Larry Bachus

The amazing James Watt was born in 1736 at the dawn of the industrial revolution. He was reared and educated in the coal and iron mining region of Scotland. In school, James studied math and prepared for a career as an instrumentation technician. He eventually became a mechanical engineer. His mission in life was to see machines replace human and animal labor.

Mining was, and still is, a labor intense industry. For tasks beyond the ability of a grown miner, the mining industry bred especially small horses that could go into the mines and do the pulling and hauling that a grown man could not do. It was one of man’s early attempts at genetic manipulation.

For menial labor, children were sent into the mines. Before the Child Labor Laws, children were used in the bilges of the mines because they had small lungs and didn’t consume the air/oxygen that a full-grown miner would consume.
 

The spinning balls atop James Watt’s infamous “Old Sally” 150-Hp steam engine serve as an early example of centrifugal regulation for industry.

Because most mines are dug below the water table, and sometimes below sea level, many mines would eventually flood if it were not for the children and ponies that removed the water from the mines. The children would take horsehides and cowhides down into the bilge of a mine and sink the hides in the accumulating water. Up top, through a secondary mine shaft, a horse was harnessed to a rope through a pulley under a support frame.

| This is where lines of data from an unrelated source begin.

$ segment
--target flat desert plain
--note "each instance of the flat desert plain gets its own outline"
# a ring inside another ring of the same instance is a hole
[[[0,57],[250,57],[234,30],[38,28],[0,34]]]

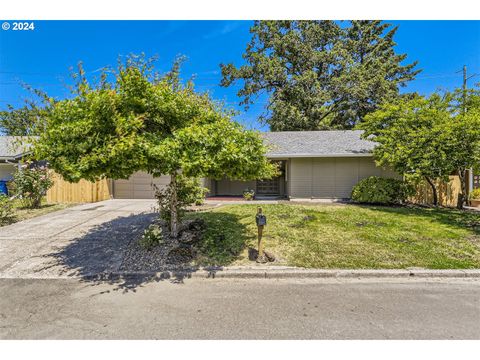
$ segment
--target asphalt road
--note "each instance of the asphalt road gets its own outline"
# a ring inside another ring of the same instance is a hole
[[[480,339],[480,280],[0,279],[2,339]]]

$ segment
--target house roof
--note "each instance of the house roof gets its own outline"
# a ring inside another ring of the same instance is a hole
[[[262,133],[269,158],[372,156],[376,143],[361,130],[278,131]],[[31,148],[28,137],[0,136],[0,160],[16,161]]]
[[[31,144],[26,136],[0,136],[0,160],[19,160],[28,154]]]
[[[269,158],[372,156],[376,143],[361,138],[362,130],[279,131],[262,136]]]

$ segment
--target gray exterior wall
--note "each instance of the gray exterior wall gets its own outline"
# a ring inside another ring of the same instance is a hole
[[[0,175],[2,168],[0,167]],[[5,168],[5,172],[8,172]],[[303,199],[349,198],[352,188],[369,176],[401,179],[402,176],[375,165],[370,156],[360,157],[311,157],[286,160],[284,176],[280,178],[280,196]],[[153,178],[138,172],[128,180],[113,181],[113,196],[126,199],[154,197],[152,183],[166,186],[168,176]],[[207,196],[241,196],[245,189],[256,189],[256,181],[233,181],[228,179],[203,179],[210,189]]]
[[[402,178],[377,167],[372,157],[293,158],[288,165],[290,198],[349,198],[353,186],[366,177]]]
[[[0,180],[11,180],[15,169],[14,164],[0,164]]]
[[[211,191],[209,195],[239,196],[243,194],[245,189],[253,189],[257,191],[256,185],[256,181],[218,180],[215,182],[214,189],[212,189],[213,191]]]

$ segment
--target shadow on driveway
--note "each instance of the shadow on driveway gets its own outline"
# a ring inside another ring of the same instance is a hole
[[[141,213],[115,218],[92,227],[59,251],[44,256],[55,259],[54,266],[60,266],[63,274],[79,277],[91,285],[108,283],[115,286],[114,290],[135,292],[143,284],[164,280],[181,284],[199,267],[165,266],[156,272],[122,271],[127,250],[157,216],[157,213]],[[210,271],[212,277],[221,269],[203,268]]]

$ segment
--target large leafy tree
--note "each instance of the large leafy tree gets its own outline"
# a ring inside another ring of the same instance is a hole
[[[42,103],[48,96],[42,90],[33,89],[27,84],[21,85],[31,93],[32,98],[25,99],[21,107],[15,108],[7,104],[7,110],[0,111],[0,132],[3,135],[32,136],[43,131],[43,120],[48,107],[43,106]],[[40,102],[34,99],[39,99]]]
[[[436,180],[458,175],[462,208],[467,193],[467,170],[480,163],[480,101],[477,90],[461,90],[429,98],[413,96],[385,104],[367,115],[358,127],[378,143],[379,165],[391,166],[411,179],[425,179],[438,204]]]
[[[453,119],[443,124],[440,141],[448,153],[452,170],[458,175],[461,192],[457,207],[467,200],[467,171],[480,168],[480,92],[456,90],[452,94]]]
[[[243,81],[247,107],[267,93],[261,120],[273,131],[352,128],[419,72],[395,52],[396,31],[380,21],[256,21],[246,64],[222,64],[221,84]]]
[[[31,136],[40,131],[44,108],[28,102],[22,107],[7,106],[7,110],[0,111],[0,131],[3,135]]]
[[[358,127],[363,136],[378,143],[374,157],[411,180],[425,179],[438,204],[435,181],[447,181],[452,173],[448,149],[443,142],[444,124],[451,120],[448,99],[437,94],[415,96],[385,104],[367,115]]]
[[[178,234],[180,171],[250,180],[276,170],[259,134],[232,121],[230,112],[191,83],[182,85],[178,70],[177,62],[160,76],[150,61],[131,57],[92,85],[80,69],[73,97],[51,102],[35,146],[36,156],[69,181],[128,178],[139,170],[170,175],[172,236]]]

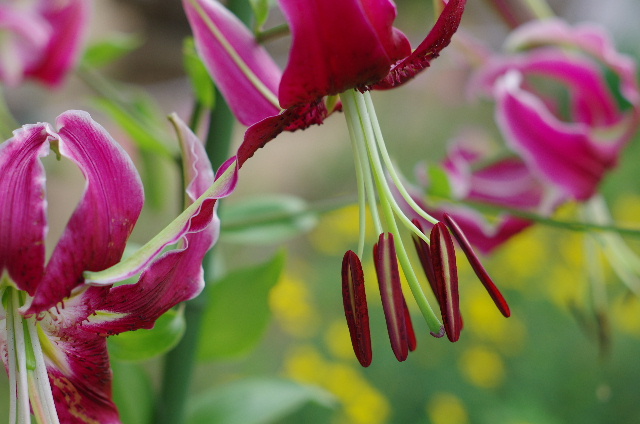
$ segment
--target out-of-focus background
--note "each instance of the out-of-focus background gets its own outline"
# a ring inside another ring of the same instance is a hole
[[[431,2],[396,3],[396,26],[413,43],[420,41],[433,22]],[[551,6],[570,23],[589,20],[604,25],[619,50],[640,57],[637,0],[556,0]],[[186,119],[192,94],[181,52],[190,30],[181,2],[101,0],[95,2],[93,19],[92,40],[124,32],[136,34],[141,43],[138,50],[105,70],[109,77],[141,87],[164,113],[176,111]],[[278,16],[272,20],[277,22]],[[500,48],[508,32],[488,2],[482,0],[468,1],[462,30],[493,49]],[[287,40],[267,47],[284,66]],[[491,105],[470,103],[465,97],[468,74],[460,66],[459,54],[452,45],[412,83],[374,93],[387,144],[407,176],[411,177],[420,161],[435,163],[442,159],[446,142],[465,128],[481,126],[495,133]],[[91,111],[139,160],[126,134],[95,108],[91,94],[75,76],[58,91],[28,85],[7,92],[23,123],[53,122],[55,116],[70,108]],[[236,127],[236,143],[243,130],[240,125]],[[162,131],[172,137],[168,125]],[[640,219],[639,141],[630,144],[620,167],[604,183],[603,192],[622,226],[637,227]],[[311,205],[355,200],[352,163],[346,125],[336,114],[322,126],[285,133],[258,152],[250,166],[243,168],[239,189],[227,202],[274,193],[298,196]],[[68,163],[48,158],[47,166],[53,245],[80,196],[83,181]],[[155,234],[180,210],[179,179],[173,164],[158,159],[144,166],[158,171],[153,175],[164,183],[155,204],[146,207],[136,227],[134,241],[138,243]],[[560,214],[570,216],[571,212],[569,206]],[[640,247],[637,240],[629,242]],[[242,354],[203,361],[193,396],[243,379],[282,377],[326,390],[333,396],[333,403],[307,403],[277,421],[281,423],[640,422],[640,302],[625,292],[610,269],[605,269],[609,313],[604,328],[608,333],[606,341],[599,338],[597,323],[585,306],[589,305],[590,289],[584,234],[537,225],[485,259],[509,300],[509,319],[500,316],[462,263],[461,340],[451,344],[431,337],[415,305],[410,305],[418,349],[405,363],[393,357],[375,282],[369,281],[374,360],[367,369],[360,367],[353,355],[341,306],[341,258],[356,243],[357,211],[350,206],[323,214],[306,234],[284,242],[286,265],[268,295],[272,320],[265,335],[255,348]],[[280,245],[247,245],[223,237],[217,248],[224,267],[234,269],[269,259]],[[371,272],[370,260],[364,265]],[[257,313],[248,298],[250,293],[240,293],[229,308],[239,320]],[[153,385],[159,380],[160,362],[116,362],[115,369],[117,373],[119,369],[131,369],[127,367],[142,367]],[[4,374],[0,378],[4,379]],[[0,405],[6,405],[7,398],[3,392]]]

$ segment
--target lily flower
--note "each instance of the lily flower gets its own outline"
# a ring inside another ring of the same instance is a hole
[[[152,328],[203,287],[202,259],[218,236],[216,199],[235,186],[235,158],[215,179],[204,149],[177,118],[188,206],[125,260],[143,188],[124,150],[89,114],[26,125],[0,144],[0,352],[9,421],[119,423],[106,338]],[[84,194],[48,261],[45,174],[50,151],[74,162]],[[166,252],[163,249],[175,245]],[[140,274],[137,283],[114,283]]]
[[[404,184],[429,214],[439,220],[444,220],[445,213],[453,217],[471,245],[485,255],[533,223],[508,212],[488,220],[473,204],[547,216],[568,200],[537,178],[519,156],[496,155],[476,129],[465,131],[449,144],[440,169],[446,176],[448,200],[427,205],[425,196],[437,189],[431,187],[424,164],[416,167],[418,184]],[[411,219],[422,228],[431,228],[432,224],[413,212],[397,193],[396,197]]]
[[[89,0],[0,4],[0,80],[25,78],[59,86],[80,55],[89,25]]]
[[[343,259],[345,316],[356,357],[371,363],[368,310],[360,258],[364,252],[365,210],[372,214],[379,242],[373,256],[392,349],[400,361],[415,348],[411,320],[399,284],[398,263],[430,332],[442,335],[400,236],[398,223],[426,243],[394,199],[397,191],[417,214],[437,224],[409,196],[387,152],[369,91],[400,86],[430,66],[458,29],[466,0],[449,0],[433,28],[412,51],[393,26],[391,0],[279,0],[293,35],[284,72],[253,34],[215,0],[183,0],[196,47],[221,93],[241,123],[248,125],[238,150],[242,166],[282,131],[320,124],[342,109],[352,141],[360,204],[356,251]],[[387,178],[389,176],[389,178]],[[455,272],[447,267],[442,272]]]
[[[394,88],[429,67],[458,29],[466,0],[448,1],[413,51],[393,27],[391,0],[279,4],[293,34],[284,72],[220,2],[183,0],[204,64],[235,116],[250,126],[240,165],[282,131],[321,124],[339,108],[331,96]]]
[[[588,200],[638,129],[633,60],[601,28],[559,19],[522,25],[506,47],[478,71],[472,90],[495,100],[505,140],[540,179]]]

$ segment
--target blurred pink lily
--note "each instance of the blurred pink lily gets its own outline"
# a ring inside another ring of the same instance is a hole
[[[423,208],[439,220],[444,213],[455,218],[470,243],[484,254],[490,254],[512,236],[532,223],[508,213],[489,221],[472,206],[460,202],[484,203],[508,209],[548,215],[566,200],[532,174],[527,164],[518,156],[498,158],[492,162],[486,140],[478,134],[466,132],[449,146],[442,162],[453,202],[442,201],[428,206],[422,200],[430,190],[430,182],[424,167],[418,168],[420,187],[411,187],[411,195]],[[407,205],[403,208],[412,219],[430,229],[431,224],[422,219]]]
[[[86,112],[26,125],[0,145],[0,352],[11,384],[10,423],[119,423],[106,337],[152,328],[203,287],[202,259],[218,236],[216,199],[235,187],[235,158],[215,178],[204,149],[174,118],[188,206],[125,260],[143,204],[133,163]],[[82,199],[48,261],[45,175],[50,150],[75,162]],[[175,247],[162,253],[163,249]],[[162,253],[162,254],[161,254]],[[141,273],[136,284],[115,282]]]
[[[60,85],[78,60],[88,30],[89,0],[0,4],[0,80]]]
[[[183,0],[200,56],[238,120],[250,126],[238,151],[240,165],[280,132],[321,124],[339,107],[335,100],[326,103],[326,96],[393,88],[427,68],[451,41],[465,3],[450,0],[412,52],[393,27],[391,0],[279,0],[293,33],[281,73],[218,1]]]
[[[638,128],[634,62],[600,28],[558,19],[521,26],[506,46],[510,53],[490,57],[473,90],[495,99],[505,139],[533,172],[564,195],[589,199]]]

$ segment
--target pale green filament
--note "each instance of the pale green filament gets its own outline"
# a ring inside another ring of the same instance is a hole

The rope was lowered through the secondary shaft down into the bilge of the mine.

Down below, the children would attach the cowhide to the rope and the horse above would pull the hide into a bag of bilge water. Then the horse would march forward, physically lifting the water bag up out of the mine. The bilge water was dumped out up above, down the side of the mountain, and the process would begin again. Of course, the water dumped out of the bag eventually filtered again into the bilge of the mine.

With pity toward the children and the workhorses, James decided to replace the human and animal labor in the mines with a steam engine. James began by defining terms and establishing standards.

James defined “energy” as the “capacity to perform work.” James said “work” was defined as “a force exerted over a distance.” And James defined “power” as “work performed within a certain timeframe.” Many people use and interchange the terms “energy,” “power,” and “work” indiscriminately in conversation. But actually, each of these terms have precise definitions.

Here are some examples:
I have enough “energy” in my biceps muscle to pick up a 100-pound weight. This is the capacity to perform work.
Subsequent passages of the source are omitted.